The Impact of Rare Genomic Variants in Autism Spectrum Disorders – Evidence for Converging Pathways

Background: The autism spectrum disorders (ASDs) are a group of early-onset conditions that affect 1% of the general population. ASDs are characterized by impairments in reciprocal social interaction and communication, and the presence of restricted and repetitive behaviours. Individuals with an ASD vary greatly in cognitive development, which can range from above average to intellectual disability. ASDs have a substantial genetic aetiology, but the underlying genetic determinants are still largely unknown. Recent association studies provide only weak evidence for common allele risk effects.
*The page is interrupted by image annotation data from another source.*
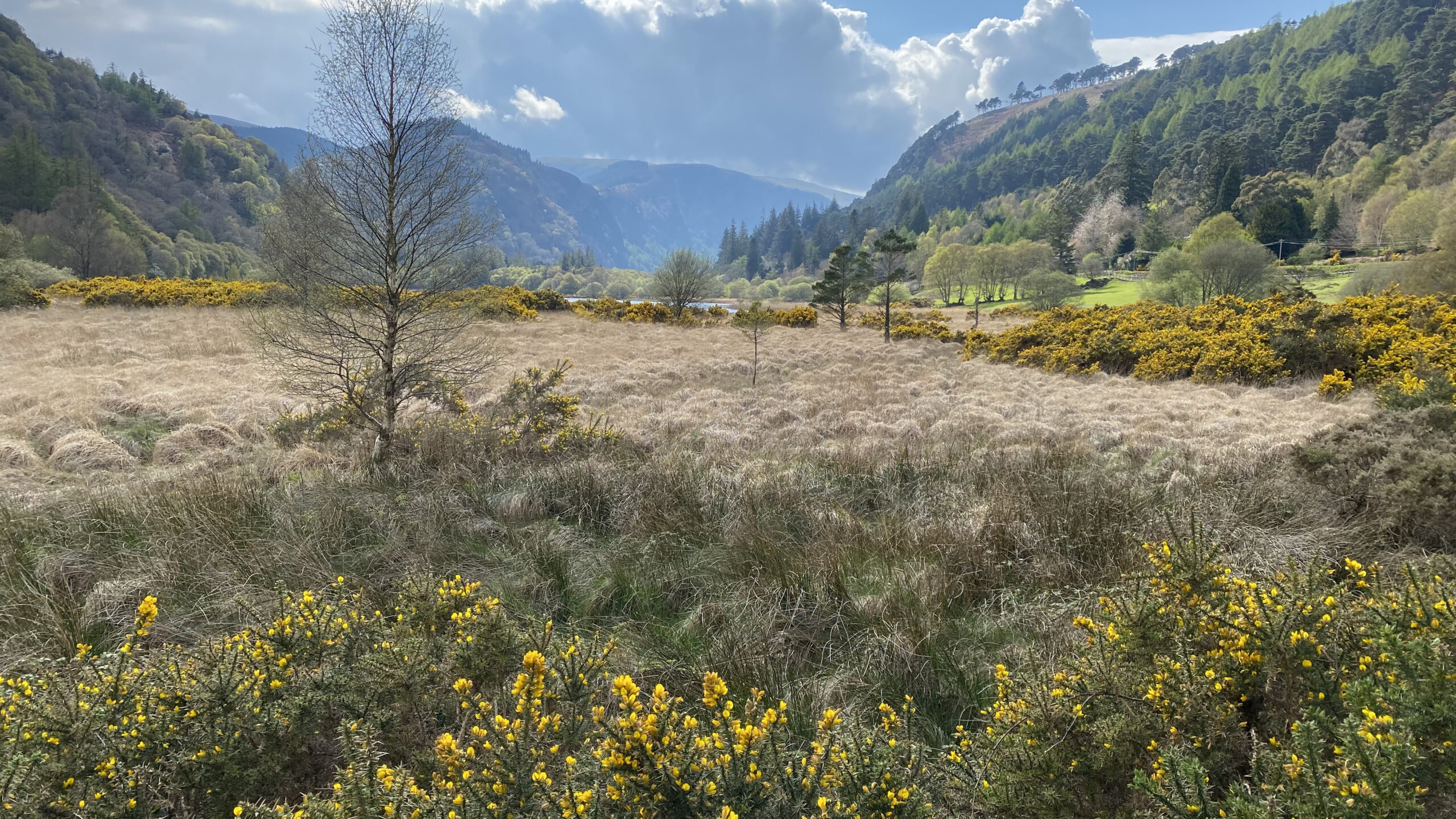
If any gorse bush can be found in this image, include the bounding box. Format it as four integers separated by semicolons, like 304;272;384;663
951;542;1456;819
1294;402;1456;551
448;284;571;321
406;361;622;464
770;306;818;328
0;577;930;819
571;296;730;324
965;290;1456;386
45;275;283;308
In contrast, the role of rare variants in ASDs is being increasingly recognized with recent surveys for copy number variation (CNVs) and emerging sequencing efforts.
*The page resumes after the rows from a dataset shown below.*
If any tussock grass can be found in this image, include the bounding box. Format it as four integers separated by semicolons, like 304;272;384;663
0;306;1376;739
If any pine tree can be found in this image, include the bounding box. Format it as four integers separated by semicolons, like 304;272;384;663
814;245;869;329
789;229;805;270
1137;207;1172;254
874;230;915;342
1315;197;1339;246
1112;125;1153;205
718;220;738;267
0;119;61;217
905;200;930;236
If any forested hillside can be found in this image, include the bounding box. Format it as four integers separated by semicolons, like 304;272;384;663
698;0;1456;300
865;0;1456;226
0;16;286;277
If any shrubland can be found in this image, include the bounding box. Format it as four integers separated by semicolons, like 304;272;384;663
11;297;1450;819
Objectives: Evaluation of the genome-wide characteristics of rare variants in ~2,000 ASD trios.

Methods: In Phase II of the Autism Genome Project (AGP), we recently reported on the genome-wide characteristics of rare (<1% frequency) CNV in ~1,000 ASD trios using the Illumina 1M SNP platform (Pinto et al. 2010). Here we report on an additional independent collection of ~1,000 ASD trios screened using a similar analysis pipeline.
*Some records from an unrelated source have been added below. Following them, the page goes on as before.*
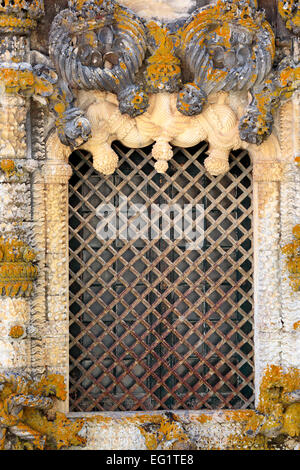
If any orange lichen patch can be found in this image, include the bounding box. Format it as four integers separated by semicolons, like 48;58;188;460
29;374;67;401
0;159;16;176
145;21;181;91
281;224;300;292
9;325;24;339
0;14;37;32
278;0;300;30
23;408;86;450
139;415;189;450
193;413;213;424
258;365;300;414
0;237;38;297
225;434;272;450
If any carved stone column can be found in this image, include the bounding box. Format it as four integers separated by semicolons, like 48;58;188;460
280;39;300;369
42;135;72;411
253;161;282;401
0;1;42;372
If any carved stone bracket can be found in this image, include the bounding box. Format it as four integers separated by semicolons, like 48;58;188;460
39;0;300;170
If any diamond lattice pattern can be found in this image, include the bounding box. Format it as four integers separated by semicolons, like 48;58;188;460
69;143;254;411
Results: The integration of the two CNV sets from up to 2,000 ASD trios highlights several aspects: i) an extremely heterogeneous genomic architecture of ASD; ii) rare de novo CNVs are present in at least 4-5% of subjects with idiopathic ASD, iii)  rare inherited CNVs are seen to disrupt loci previously implicated by de novo CNVs; iv) incomplete penetrance, failure to segregate and significant phenotypic heterogeneity associated with specific CNVs; v) while separate ascertainment delivers different representations of rare CNVs, they can be grouped in a few common functional pathways.

Conclusions: Our study further expands on the extremely heterogeneous nature of ASDs, and reveals additional new genetic and functional targets in ASD that point towards connected pathways in brain function and development. We expect that integration of the two CNV sets, coupled with deeper phenotyping and additional genomic analysis such as sequencing, will further aid in establishing genotype-phenotype correlations.